Barry even directly spoke out against the Adani Carmichael coal mine which we brought up as an example of the bad Australian government pursuing a bad idea to the literal end of the earth in Part 2 of this month’s “The World at 1C.”
According to BP (yes, you read that right), global demand for coal is in decline for the second year in a row. Coal production dropped by 7.9% in China and a whopping 19% in the U.S. despite “coal man” Trump being in charge.
With coal dead, things are not looking good for oil either, with France committing to cease oil and gas exploration later this year and raise certain fuel taxes.
As electric vehicles fall in price and cities move away from cars altogether the demand for oil will fall further.
The collapse of coal has of course been hastened by another year of surging renewable energy, which contributed 40% of the total increase of world energy power generation last year.
In the UK renewable energy contributed more to the grid than fossil fuels on several days in June. This itself is nothing compared to the Netherlands, where all trains now run 100% on wind energy.
In other 100% good news, Qinghai province in China ran entirely on renewables for a week. 5.8 million people live in Qinghai.
Fewer people live on the small Greek island of Tilos, but it is no less impressive that it is poised to go 100% renewable by installing wind and solar and creating a micro-grid to shift away from a dependence on imported fossil fuel-generated electricity.
Other feel good stories came from Vietnam, which this month installed 800MW capacity of onshore wind, and Tanzania and Ghana, which installed 30MW and 48MW of solar and wind capacity respectively.
And now in some not-so-good news, the dogmatic pursuit of hydrocarbons continues with Statoil taking up BP’s licence to drill an exploratory bore in the Great Australian Bight.
European readers should not feel any sense of superiority: EU ministers are doing their best to water down energy saving legislation which would undermine the EU’s already weak pledge to the Paris Agreement. There are also a slew of unnecessary and risky gas infrastructure projects in the pipeline from Northern Ireland to Estonia.
These types of bad energy projects are being protected by bad governments and propped up by bad banks to the tune of hundreds of billions of dollars.
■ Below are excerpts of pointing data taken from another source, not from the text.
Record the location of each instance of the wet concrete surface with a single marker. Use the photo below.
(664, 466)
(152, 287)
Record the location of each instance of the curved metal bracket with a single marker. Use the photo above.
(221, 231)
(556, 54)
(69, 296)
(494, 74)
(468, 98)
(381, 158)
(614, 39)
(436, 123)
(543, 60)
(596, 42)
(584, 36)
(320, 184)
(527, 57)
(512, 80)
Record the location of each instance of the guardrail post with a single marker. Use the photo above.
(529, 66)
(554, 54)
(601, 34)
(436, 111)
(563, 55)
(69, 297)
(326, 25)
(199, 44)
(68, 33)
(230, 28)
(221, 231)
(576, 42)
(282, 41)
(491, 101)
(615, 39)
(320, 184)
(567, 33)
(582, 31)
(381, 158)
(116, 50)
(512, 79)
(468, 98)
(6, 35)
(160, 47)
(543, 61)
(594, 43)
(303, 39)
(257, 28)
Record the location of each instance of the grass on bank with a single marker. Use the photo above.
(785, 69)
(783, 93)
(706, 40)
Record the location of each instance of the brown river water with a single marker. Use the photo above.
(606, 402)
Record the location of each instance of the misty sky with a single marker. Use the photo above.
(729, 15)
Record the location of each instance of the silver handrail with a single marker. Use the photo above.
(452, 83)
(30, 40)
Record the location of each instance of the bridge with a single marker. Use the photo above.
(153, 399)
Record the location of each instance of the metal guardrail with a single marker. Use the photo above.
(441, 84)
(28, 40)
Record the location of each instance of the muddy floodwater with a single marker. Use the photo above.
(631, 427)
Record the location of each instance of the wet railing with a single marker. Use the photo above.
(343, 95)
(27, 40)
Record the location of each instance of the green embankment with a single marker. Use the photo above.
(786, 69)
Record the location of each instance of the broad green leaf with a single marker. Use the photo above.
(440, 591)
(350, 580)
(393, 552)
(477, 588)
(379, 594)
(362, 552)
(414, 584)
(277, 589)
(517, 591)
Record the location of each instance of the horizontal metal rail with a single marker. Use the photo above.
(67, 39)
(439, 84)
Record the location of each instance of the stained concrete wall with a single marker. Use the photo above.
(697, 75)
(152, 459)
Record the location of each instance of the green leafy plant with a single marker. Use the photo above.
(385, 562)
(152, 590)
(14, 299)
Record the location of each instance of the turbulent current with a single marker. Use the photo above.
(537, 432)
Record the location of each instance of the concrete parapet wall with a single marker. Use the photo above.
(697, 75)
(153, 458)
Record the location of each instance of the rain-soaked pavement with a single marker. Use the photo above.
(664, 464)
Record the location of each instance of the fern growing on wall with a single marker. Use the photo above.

Worryingly, even multilateral banks such as the World Bank continue to subsidise fossil fuel exploration and extraction, and even the Green Climate Fund risks being polluted — as the Board meets in South Korea this month, activists have been demanding that the Fund not accredit notorious coal-pushers like the Japan International Cooperation Agency (JICA) and the Bank of Tokyo-Mitsubishi (MUFJ).
Given the persistent political support for and vested interests in the carbon economy, it is clear that market changes and tech developments alone will not wash away the oil stains we have left behind.
Rather, much more drastic steps are needed to transform the energy system, and the world, to be fairer, cleaner, and more equitable. Yes, fossil fuels might soon be replaced but some of the supposed solutions are actually more socially and ecologically damaging: mega-hydro and biofuels are killing the Amazon, for example.
The failure to accept that the era of fossil fuels is over will really hurt workers in those industries. But the details of the new energy system are still up for debate.
Under the current system, the energy sector is the biggest contributor to climate change yet 1 billion people lack electricity. Clearly, there is a problem not only with the energy source but with the way both electrical and political power are distributed.
Which is why it is sometimes disappointing to read, as we did this month, about renewable energy revolutions which merely replace coal with wind and so on, rather than build alternate approaches to ownership and management.
New research shows that many cities around are doing just this by turning their back on privatization of all public services and reclaiming them for the public good.
In Germany the similar idea of Energiewende, or “energy transformation” has gained much traction in recent years. Though not without challenges, as this new paper notes, it gives hope and “to give hope is more radical than to despair convincingly.”